Years later, a friend found a copy of “The New Colossus” poem in a bookshop. The friend launched a campaign to memorialize it. Twenty years after she wrote it, Lazarus’s sonnet was cast in bronze and finally placed in the pedestal of the Statue of Liberty.
I could go on and on about Lazarus and poem and the statue’s history. It seems to me to be a deathless depiction of hope in what is commonly called the American Dream. Those who gleefully trash that hope in the name of patriotism deserve to be remembered as defilers of the dream.

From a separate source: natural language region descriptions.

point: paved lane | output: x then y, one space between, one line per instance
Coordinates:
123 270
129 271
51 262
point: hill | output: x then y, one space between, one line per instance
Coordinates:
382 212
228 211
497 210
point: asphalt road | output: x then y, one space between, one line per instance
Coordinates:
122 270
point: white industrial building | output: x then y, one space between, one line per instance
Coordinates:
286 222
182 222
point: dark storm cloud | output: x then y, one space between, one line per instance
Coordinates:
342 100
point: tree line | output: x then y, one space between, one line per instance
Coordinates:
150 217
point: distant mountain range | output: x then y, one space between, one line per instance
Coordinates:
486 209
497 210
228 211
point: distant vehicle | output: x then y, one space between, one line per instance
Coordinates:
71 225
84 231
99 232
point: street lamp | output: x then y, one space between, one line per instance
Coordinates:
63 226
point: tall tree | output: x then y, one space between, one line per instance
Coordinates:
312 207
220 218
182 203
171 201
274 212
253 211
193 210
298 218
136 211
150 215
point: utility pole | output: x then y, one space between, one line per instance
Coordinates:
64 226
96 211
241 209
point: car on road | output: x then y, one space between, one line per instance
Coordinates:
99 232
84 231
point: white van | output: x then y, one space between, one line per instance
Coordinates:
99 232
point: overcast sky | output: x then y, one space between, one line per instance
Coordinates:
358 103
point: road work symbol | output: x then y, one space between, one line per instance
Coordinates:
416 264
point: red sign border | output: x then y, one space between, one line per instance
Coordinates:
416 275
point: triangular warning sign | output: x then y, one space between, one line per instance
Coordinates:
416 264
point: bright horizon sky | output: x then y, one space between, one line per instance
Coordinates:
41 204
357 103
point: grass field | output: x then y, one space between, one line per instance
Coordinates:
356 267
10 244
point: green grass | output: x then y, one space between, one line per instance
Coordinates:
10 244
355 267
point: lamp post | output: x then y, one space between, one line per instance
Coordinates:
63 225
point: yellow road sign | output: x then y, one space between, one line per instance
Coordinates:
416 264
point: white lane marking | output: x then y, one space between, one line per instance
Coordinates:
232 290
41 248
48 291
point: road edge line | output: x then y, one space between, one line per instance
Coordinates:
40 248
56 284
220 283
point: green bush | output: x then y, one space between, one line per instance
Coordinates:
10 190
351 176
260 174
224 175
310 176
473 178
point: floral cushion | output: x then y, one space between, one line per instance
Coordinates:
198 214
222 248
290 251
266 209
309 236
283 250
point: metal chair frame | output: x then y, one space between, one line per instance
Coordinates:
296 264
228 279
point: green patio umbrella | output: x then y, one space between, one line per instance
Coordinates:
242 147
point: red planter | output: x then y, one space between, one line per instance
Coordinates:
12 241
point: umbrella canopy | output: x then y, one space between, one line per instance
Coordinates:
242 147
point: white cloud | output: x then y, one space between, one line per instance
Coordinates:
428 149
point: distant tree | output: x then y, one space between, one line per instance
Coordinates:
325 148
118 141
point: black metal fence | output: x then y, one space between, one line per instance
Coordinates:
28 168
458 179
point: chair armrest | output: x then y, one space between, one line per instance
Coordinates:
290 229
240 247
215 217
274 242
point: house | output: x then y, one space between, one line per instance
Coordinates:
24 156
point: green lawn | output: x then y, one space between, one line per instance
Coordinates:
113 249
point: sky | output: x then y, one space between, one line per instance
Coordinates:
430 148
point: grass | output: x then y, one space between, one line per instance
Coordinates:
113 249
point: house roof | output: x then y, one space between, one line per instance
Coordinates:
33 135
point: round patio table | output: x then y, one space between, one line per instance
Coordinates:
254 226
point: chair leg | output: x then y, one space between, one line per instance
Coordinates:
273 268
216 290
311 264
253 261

But maybe I’m wrong. Maybe I’m being unfair. Maybe I’ve been so soaked in anger and resentment of immigrants over the years that I’ve lost critical balance.
In which case, I’d like to further present my case in the court of public opinion. Please read “The New Colossus” and decide for yourself whether a forgotten poet’s greatest work seems to you, as it does to me, an immigrant’s undying song of hope.
Not like the brazen giant of Greek fame,
With conquering limbs astride from land to land;
Here at our sea-washed, sunset gates shall stand
A mighty woman with a torch, whose flame
Is the imprisoned lightning, and her name
Mother of Exiles. From her beacon-hand
Glows world-wide welcome; her mild eyes command
The air-bridged harbor that twin cities frame.
“Keep, ancient lands, your storied pomp!” cries she
With silent lips. “Give me your tired, your poor,
Your huddled masses yearning to breathe free,
The wretched refuse of your teeming shore.
Send these, the homeless, tempest-tost to me,
I lift my lamp beside the golden door!”